Tra le riaperture più discusse c'è quella delle scuole, lei è d'accordo con questa scelta?Assolutamente. Prima di tutto se non lo facciamo adesso non lo facciamo neanche in autunno. Inoltre, il virus nei bambini sembra comportarsi in maniera differente rispetto al virus dell'influenza. Questi sono dati pubblicati dall'Islanda dove hanno fatto il tampone a più del 10% della popolazione e hanno riscontrato un basso tasso di contagio nei bambini, soprattutto nella fascia d'età da 0 a 9 anni. Dai dati giunti in laboratorio posso confermare che anche in Ticino i bambini si comportano allo stesso modo. Il tasso di contagio è molto basso e questo ci suggerisce che non siano vettori di trasmissione verso gli adulti come temevamo. Bisogna anche considerare che i bambini spesso sono asintomatici e probabilmente hanno anche una bassa capacità di trasmettere il virus, però questo non lo sappiamo di sicuro, proprio perché sono poco sintomatici.Si sente quindi di rassicurare i genitori in vista di un'eventuale riapertura scolastica?Per i bambini il pericolo nella maggior parte dei casi non sussiste. Il motivo per cui si è deciso di chiudere le scuole è perché si temeva che queste fossero un bacino di diffusione del virus.
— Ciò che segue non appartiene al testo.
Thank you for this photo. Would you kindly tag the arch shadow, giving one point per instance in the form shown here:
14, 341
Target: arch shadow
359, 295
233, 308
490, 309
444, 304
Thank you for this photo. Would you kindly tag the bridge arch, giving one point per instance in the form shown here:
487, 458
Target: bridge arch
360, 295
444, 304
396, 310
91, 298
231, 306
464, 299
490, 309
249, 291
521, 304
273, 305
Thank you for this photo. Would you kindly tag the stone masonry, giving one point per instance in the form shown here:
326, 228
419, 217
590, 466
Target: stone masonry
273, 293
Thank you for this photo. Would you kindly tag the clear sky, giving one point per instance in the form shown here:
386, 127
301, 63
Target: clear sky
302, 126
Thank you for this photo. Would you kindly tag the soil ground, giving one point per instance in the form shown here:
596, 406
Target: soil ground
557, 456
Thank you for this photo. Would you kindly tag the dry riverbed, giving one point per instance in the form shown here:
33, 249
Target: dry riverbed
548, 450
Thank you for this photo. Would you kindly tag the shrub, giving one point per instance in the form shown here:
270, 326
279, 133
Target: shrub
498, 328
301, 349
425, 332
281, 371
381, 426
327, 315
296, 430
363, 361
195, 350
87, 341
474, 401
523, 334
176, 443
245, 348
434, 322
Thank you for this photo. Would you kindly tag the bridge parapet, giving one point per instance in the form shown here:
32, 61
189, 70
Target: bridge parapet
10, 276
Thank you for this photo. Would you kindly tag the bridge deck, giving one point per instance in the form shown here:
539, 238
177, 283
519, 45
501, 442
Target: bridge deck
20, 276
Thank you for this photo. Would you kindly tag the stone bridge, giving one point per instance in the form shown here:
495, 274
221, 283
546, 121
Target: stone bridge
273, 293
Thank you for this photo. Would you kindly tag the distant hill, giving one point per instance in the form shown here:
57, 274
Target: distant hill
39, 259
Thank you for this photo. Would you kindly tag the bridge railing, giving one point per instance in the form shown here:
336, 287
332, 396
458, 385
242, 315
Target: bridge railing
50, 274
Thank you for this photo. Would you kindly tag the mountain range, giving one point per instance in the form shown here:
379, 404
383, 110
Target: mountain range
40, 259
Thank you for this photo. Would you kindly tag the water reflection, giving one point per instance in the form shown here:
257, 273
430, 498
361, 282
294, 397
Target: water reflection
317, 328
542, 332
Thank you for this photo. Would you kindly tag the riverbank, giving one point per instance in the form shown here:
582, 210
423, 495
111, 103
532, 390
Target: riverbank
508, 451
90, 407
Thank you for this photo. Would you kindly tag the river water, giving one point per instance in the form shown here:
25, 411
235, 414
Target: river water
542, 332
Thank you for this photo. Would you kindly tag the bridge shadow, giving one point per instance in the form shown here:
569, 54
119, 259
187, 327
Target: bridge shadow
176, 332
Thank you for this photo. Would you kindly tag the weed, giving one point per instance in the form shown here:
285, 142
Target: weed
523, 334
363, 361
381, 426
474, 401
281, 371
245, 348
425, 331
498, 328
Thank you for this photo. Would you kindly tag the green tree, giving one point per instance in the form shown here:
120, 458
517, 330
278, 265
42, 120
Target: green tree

Dire a un bambino di mantenere le distanze sociali o tenere la mascherina è difficile. La riapertura delle scuole per i bambini quindi, per me, è giustificabile, quello su cui bisogna avere ancora una certa prudenza è in che misura i bambini possano venire a contatto con i nonni, specie se hanno comorbidità. Penso che l'affermazione del dottor Koch possa essere sostenuta dalle informazioni che abbiamo finora.